Meinardus horcht zum Gang hinaus, und als sich dort nichts rührt, hebt er den Strohsack seines Lagers hoch und holt ein Bündel Pergamentblätter hervor. Er gibt sie Meister Bertram. Jedes Blatt ist mit gleichmäßigen Schriftzügen bedeckt, jeder Buchstabe mit Sorgfalt an den anderen gesetzt, doch vor jedem Kapitelanfang klaffen große Lücken, und keine Ranken verschlingen die Kolumnen miteinander. Sauber geschriebene Buchstaben, die nackt dastehen.

Erwartungsvoll beobachtet Meinardus den Maler. Ob er die unausgesprochene Bitte versteht?

Meister Bertram beginnt zu lesen. Sind es die ureigensten Gedanken, die Meinardus diesen Pergamentseiten anvertraut hat? Doch jetzt holt Meinardus einen gebundenen Folianten unter dem Bett hervor, einen Folianten mit verschnörkelten Initialen, mit Miniaturbildern und Rankendekor. Den lohnt es sich wohl zu betrachten! Meister Bertram geht mit dem Buch zum Fenster, um mehr Licht zu haben. Genau sucht er jede Linie, jeden Farbtupfer zu erkennen. Wie das Bildchen in die Initiale eingepasst ist! Wie die Falten den Körper des Heiligen umspielen, wie die zum Licht gekehrten Teile durch Weißbeimischung aufgehellt und die beschatteten durch dicken Farbauftrag abgedunkelt sind! Und die Ranken! Verschlungen, mit aufgerollten Enden, unterbrochen durch goldene Punkte, belebt durch paarweise angeordnete Blätter.
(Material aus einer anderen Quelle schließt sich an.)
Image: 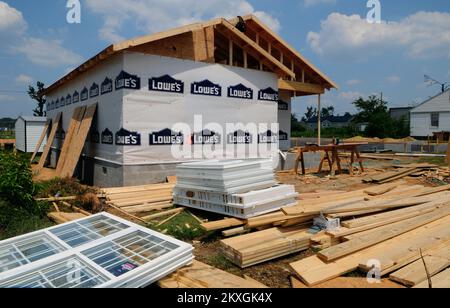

»Wie wär’s, Meister Bertram, hättet Ihr nicht Lust, meine nackten Buchstabenseiten in gleich große Kunstwerke zu verwandeln?«

»Vor Jahren«, sagt Meister Bertram gedehnt, ohne die Augen von den Verzierungen zu lösen, »habe ich einen derartigen Auftrag übernommen. Damals war ich noch jung und neu in Hamburg. Es war ein Missale. Der Ratssekretär Dominus Johannes Evernardi von Wunstorp hatte es bestellt.«

Evernardi von Wunstorp ... er war damals ein Stückchen Heimat für Meister Bertram, denn Wunstorp liegt in der Diözese Minden. Sie hatten gemeinsame Bekannte, konnten miteinander in der heimischen Mundart reden. Und vor allem: Evernardi glaubte an den jungen Maler. Er öffnete ihm die Hamburger Türen, die schwer zu öffnen sind. Denn Evernardi war ein Mann mit Einfluss, gebildet, geistreich, weltmännisch, nicht umsonst hatten die Hamburger diesen Mann als Gesandten ins Papstexil nach Avignon geschickt. Er verstand auch etwas vom Malen und ermutigte Meister Bertram, eigene Wege zu gehen. Wer hätte ihm sonst gestattet, in den Ranken eines Missale Tiere unterzubringen wie Affen, Esel, Löwen und Eichhörnchen! Schade, dass er nicht mehr die Weihe des großen Petri-Altars miterlebt hat!

Und jetzt? Sicher wird Bruder Meinardus ihm auch freie Hand lassen, wie er den Text veranschaulicht ... Was für ein Text ist es überhaupt? Irgendetwas stimmt doch nicht damit. Warum sonst müsste das Buch unter dem Schlafplatz versteckt werden! Misstrauisch sieht Meister Bertram den gespannt wartenden Meinardus an. Dann schlägt er die Titelseite auf: Heinrich Seuse, »Das Leben eines Dieners«.

»Ist das etwa die Schrift eines Ketzers?«

»Aber nein, Meister Bertram!«

»Warum verbergt Ihr sie dann?«

Meinardus tritt dicht neben seinen Gast. »Der Prior sieht es nicht gern, wenn jemand von uns diese Schriften liest. Er ist ein Gegner des Magister Eckart, und Seuse ist ein Schüler des Magister Eckart, versteht Ihr?«

»Und Magister Eckart war demnach ein Ketzer.«

»Vergesst doch dieses Wort! Magister Eckart war ein gottbegnadeter Denker mit reichen Empfindungen. Er wehrte sich gegen die starren Dogmen unserer Glaubensbekundung. Er lehrte, dass jeder Mensch durch sein Gebet Zugang zu Gott findet.«

»Ohne Priester?«, fragte Meister Bertram ungläubig.